Les hallucinations auditives décryptées
Les hallucinations auditives s’expliqueraient par un déséquilibre entre ce que l’on s’attend à percevoir et les stimuli effectivement issus de notre environnement.
4 à 5 % de la population générale est sujette aux hallucinations auditives », indique Renaud Jardri, professeur de psychiatrie à la faculté de médecine de Lille. D’où vient ce phénomène ? Une hypothèse est que les personnes concernées ont un système de perception déséquilibré. Ils accordent plus de poids à leurs a priori perceptifs, c’est-à-dire à ce qu’ils s’attendent à percevoir, qu’aux stimuli de leur environnement. Or une étude menée par des psychiatres de l’université Yale, aux États-Unis, semble confirmer cette hypothèse (1). Les chercheurs ont comparé quatre groupes : des personnes avec schizophrénie qui entendent des voix, des patients qui n’entendent pas de voix, des sujets non schizophrènes qui entendent des voix et des sujets non schizophrènes qui n’entendent pas de voix. « La force de cette étude réside précisément dans la variété de ces groupes, estime Renaud Jardri. C’est la première fois que l’on compare des profils aussi variés. L’autre force est le caractère transversal de l’expérience, qui mêle à la fois expérience comportementale, imagerie cérébrale et modèle computationnel.

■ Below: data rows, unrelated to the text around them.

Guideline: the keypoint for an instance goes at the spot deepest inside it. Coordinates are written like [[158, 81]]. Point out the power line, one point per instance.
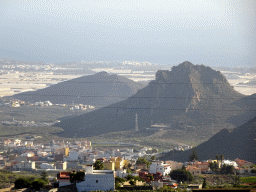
[[166, 109], [133, 97], [148, 83]]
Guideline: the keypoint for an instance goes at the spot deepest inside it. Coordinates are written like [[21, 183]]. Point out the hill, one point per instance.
[[187, 96], [238, 143], [100, 89]]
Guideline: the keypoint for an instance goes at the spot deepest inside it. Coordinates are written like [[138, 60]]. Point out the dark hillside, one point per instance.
[[240, 143], [193, 95], [100, 89]]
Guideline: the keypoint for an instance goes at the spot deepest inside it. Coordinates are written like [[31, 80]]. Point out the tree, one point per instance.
[[44, 176], [128, 171], [119, 181], [22, 183], [129, 177], [221, 159], [153, 158], [204, 183], [214, 166], [132, 182], [181, 175], [237, 180], [142, 160], [193, 156], [217, 158], [154, 150], [98, 165], [76, 177], [227, 169]]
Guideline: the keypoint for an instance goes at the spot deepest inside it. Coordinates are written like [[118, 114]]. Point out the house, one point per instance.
[[63, 179], [144, 175], [47, 166], [25, 165], [61, 165], [194, 170], [97, 180], [159, 166], [109, 165], [58, 157]]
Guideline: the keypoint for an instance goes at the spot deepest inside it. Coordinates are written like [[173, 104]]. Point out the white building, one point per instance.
[[47, 166], [159, 166], [97, 180], [73, 156], [25, 165], [228, 162]]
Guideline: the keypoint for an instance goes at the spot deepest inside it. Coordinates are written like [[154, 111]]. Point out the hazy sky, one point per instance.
[[210, 32]]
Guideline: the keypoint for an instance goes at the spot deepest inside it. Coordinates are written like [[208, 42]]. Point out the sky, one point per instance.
[[209, 32]]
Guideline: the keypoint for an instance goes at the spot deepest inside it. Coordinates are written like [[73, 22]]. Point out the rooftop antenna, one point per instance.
[[136, 123]]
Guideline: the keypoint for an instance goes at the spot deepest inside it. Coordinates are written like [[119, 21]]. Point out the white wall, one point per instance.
[[93, 182]]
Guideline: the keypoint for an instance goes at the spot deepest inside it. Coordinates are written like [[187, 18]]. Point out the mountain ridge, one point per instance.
[[194, 94], [238, 143], [98, 89]]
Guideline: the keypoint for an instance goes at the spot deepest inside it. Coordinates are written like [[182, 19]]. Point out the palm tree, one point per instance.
[[221, 159], [217, 158]]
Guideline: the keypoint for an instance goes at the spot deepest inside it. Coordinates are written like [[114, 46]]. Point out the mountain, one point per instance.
[[238, 143], [100, 89], [188, 95]]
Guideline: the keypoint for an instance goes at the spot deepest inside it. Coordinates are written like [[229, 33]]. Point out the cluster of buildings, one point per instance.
[[62, 157], [82, 107], [28, 123]]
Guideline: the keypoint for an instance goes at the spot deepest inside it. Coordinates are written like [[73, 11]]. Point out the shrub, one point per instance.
[[38, 183], [22, 183]]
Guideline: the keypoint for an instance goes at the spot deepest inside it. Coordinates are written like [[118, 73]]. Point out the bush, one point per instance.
[[22, 183], [39, 183]]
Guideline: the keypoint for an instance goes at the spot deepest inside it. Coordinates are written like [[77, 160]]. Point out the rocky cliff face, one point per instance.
[[188, 93], [239, 143]]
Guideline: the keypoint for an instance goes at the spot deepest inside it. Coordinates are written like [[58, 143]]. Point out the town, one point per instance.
[[109, 168]]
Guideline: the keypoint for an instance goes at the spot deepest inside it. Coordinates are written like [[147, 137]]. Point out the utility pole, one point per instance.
[[212, 126], [136, 123]]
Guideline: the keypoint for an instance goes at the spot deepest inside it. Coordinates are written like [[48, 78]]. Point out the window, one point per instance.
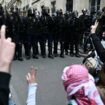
[[95, 5]]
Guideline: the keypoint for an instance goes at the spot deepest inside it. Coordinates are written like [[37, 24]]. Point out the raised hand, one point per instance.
[[7, 49], [94, 27]]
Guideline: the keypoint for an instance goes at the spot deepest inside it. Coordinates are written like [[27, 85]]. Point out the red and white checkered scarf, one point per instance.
[[79, 84]]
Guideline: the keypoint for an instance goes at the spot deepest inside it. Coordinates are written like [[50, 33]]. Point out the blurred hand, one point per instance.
[[7, 49], [31, 76], [94, 27]]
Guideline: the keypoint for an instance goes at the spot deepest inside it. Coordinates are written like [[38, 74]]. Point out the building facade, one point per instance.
[[65, 5]]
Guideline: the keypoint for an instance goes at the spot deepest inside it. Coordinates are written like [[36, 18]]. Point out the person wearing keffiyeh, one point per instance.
[[80, 86]]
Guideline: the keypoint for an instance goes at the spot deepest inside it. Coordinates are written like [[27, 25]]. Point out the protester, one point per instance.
[[7, 49], [80, 86], [32, 86]]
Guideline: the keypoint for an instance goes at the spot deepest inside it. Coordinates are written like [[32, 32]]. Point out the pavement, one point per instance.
[[50, 89]]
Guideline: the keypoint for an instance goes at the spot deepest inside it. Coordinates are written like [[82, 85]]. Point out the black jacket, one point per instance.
[[98, 47]]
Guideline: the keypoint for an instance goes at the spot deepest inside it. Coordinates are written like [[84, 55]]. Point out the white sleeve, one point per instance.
[[31, 99]]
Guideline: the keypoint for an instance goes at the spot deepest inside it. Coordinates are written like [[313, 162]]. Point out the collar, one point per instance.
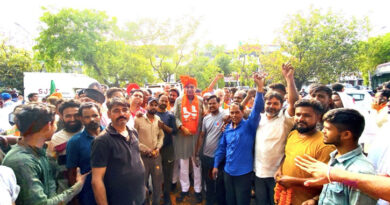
[[112, 131], [346, 156], [40, 152], [147, 119], [86, 133], [230, 126]]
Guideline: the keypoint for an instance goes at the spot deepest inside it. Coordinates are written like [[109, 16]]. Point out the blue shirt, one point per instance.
[[78, 154], [339, 193], [236, 145]]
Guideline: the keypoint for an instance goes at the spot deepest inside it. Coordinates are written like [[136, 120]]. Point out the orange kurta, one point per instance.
[[299, 146]]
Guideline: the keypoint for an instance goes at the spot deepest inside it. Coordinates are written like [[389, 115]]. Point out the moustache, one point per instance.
[[92, 126], [153, 111], [121, 117]]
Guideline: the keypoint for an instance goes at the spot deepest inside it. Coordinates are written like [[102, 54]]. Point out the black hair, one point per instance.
[[32, 117], [95, 84], [278, 86], [273, 94], [338, 87], [68, 104], [239, 106], [87, 105], [386, 85], [214, 96], [160, 95], [29, 96], [319, 87], [317, 107], [232, 90], [346, 119], [110, 92], [117, 101], [137, 90], [242, 92], [175, 90]]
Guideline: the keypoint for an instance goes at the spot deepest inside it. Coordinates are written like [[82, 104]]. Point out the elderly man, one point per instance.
[[188, 112]]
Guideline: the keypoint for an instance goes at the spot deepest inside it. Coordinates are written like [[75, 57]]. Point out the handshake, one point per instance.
[[152, 154]]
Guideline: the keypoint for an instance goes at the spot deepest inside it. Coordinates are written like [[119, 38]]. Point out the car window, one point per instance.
[[357, 96]]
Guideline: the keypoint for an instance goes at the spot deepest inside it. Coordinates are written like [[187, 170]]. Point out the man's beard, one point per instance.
[[303, 130], [92, 126], [152, 112], [272, 112], [162, 106], [72, 127]]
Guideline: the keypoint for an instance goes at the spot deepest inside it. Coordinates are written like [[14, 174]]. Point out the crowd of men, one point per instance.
[[267, 145]]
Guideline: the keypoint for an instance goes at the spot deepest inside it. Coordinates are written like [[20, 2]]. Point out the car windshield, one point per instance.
[[357, 96]]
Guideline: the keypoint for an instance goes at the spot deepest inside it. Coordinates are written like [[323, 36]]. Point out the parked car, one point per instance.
[[363, 99]]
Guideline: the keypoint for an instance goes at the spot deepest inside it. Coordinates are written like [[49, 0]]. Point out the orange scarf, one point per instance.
[[282, 195], [190, 113], [378, 107]]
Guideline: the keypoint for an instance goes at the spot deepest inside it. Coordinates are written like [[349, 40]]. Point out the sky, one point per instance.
[[225, 22]]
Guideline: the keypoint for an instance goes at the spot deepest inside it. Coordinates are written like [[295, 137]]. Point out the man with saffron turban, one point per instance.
[[188, 112]]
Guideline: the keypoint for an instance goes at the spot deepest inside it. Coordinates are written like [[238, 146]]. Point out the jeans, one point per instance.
[[264, 188], [238, 189], [215, 189]]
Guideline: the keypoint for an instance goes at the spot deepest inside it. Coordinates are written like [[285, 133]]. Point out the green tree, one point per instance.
[[223, 60], [271, 63], [246, 61], [13, 62], [374, 51], [120, 64], [72, 38], [322, 46], [164, 43]]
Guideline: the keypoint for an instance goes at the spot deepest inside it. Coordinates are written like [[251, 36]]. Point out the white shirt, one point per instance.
[[271, 137], [9, 190]]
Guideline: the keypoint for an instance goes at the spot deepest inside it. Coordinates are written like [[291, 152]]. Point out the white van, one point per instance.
[[66, 83]]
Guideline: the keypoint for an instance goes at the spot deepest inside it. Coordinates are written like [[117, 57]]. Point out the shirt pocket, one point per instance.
[[336, 193]]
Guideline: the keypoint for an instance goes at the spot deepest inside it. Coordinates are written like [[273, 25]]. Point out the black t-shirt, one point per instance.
[[124, 177]]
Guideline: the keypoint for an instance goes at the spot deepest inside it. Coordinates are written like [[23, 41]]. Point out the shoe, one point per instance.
[[198, 197], [167, 200], [173, 187], [181, 197]]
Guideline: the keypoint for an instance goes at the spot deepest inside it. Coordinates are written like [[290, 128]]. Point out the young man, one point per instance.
[[188, 112], [322, 94], [151, 138], [115, 93], [117, 168], [236, 149], [78, 150], [306, 139], [136, 100], [205, 148], [168, 125], [34, 173], [33, 97], [271, 137], [342, 128], [173, 95], [69, 111]]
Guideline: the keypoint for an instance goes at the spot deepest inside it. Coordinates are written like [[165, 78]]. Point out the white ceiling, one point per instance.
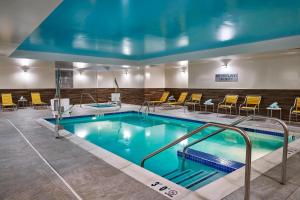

Cette approche offre de nombreux niveaux d’explication. »
Profils différents
Les auteurs ont d’abord induit des hallucinations auditives chez leurs participants grâce à un apprentissage préalable consistant à diffuser des images de damier accompagnées systématiquement d’un son particulier. Les volontaires créaient ainsi une association entre les deux. Puis, installés dans un IRM, ces volontaires visionnaient les mêmes images de damier. Mais cette fois, elles n’étaient pas toujours accompagnées de son. Les volontaires devaient alors presser un bouton dès qu’ils pensaient entendre le son et indiquer leur niveau de confiance dans ce qu’ils avaient entendu. Résultat : tous ont été sujets à des hallucinations, mais pas au même degré. Les deux groupes habitués à entendre des voix présentaient des hallucinations plus fréquentes et avaient davantage confiance dans leur perception que les autres groupes. Par ailleurs, les volontaires de ces deux groupes présentaient une activité moindre dans le cortex cingulaire antérieur, une région du cerveau associée à la correction des erreurs de prédiction. Cela expliquerait leur faible propension à mettre en doute leurs perceptions. Grâce à un modèle computationnel nourri des données comportementales de l’expérience précédente, les neuroscientifiques ont ensuite identifié d’autres différences entre les deux groupes sujets aux hallucinations. Ce qui les distingue est l’activité de l’hippocampe et du cerebellum, deux structures cérébrales impliquées dans la capacité à remettre à jour des a priori perceptifs. Ainsi, les personnes qui ne souffrent pas de schizophrénie mais qui entendent des voix envisagent plus facilement d’avoir halluciné quand on leur dit. Au contraire, les personnes atteintes de schizophrénie ont plus de mal à l’accepter. Et elles en souffrent. Gautier Cariou (1) A. R. Powers et al., Science, 357, 596, 2017.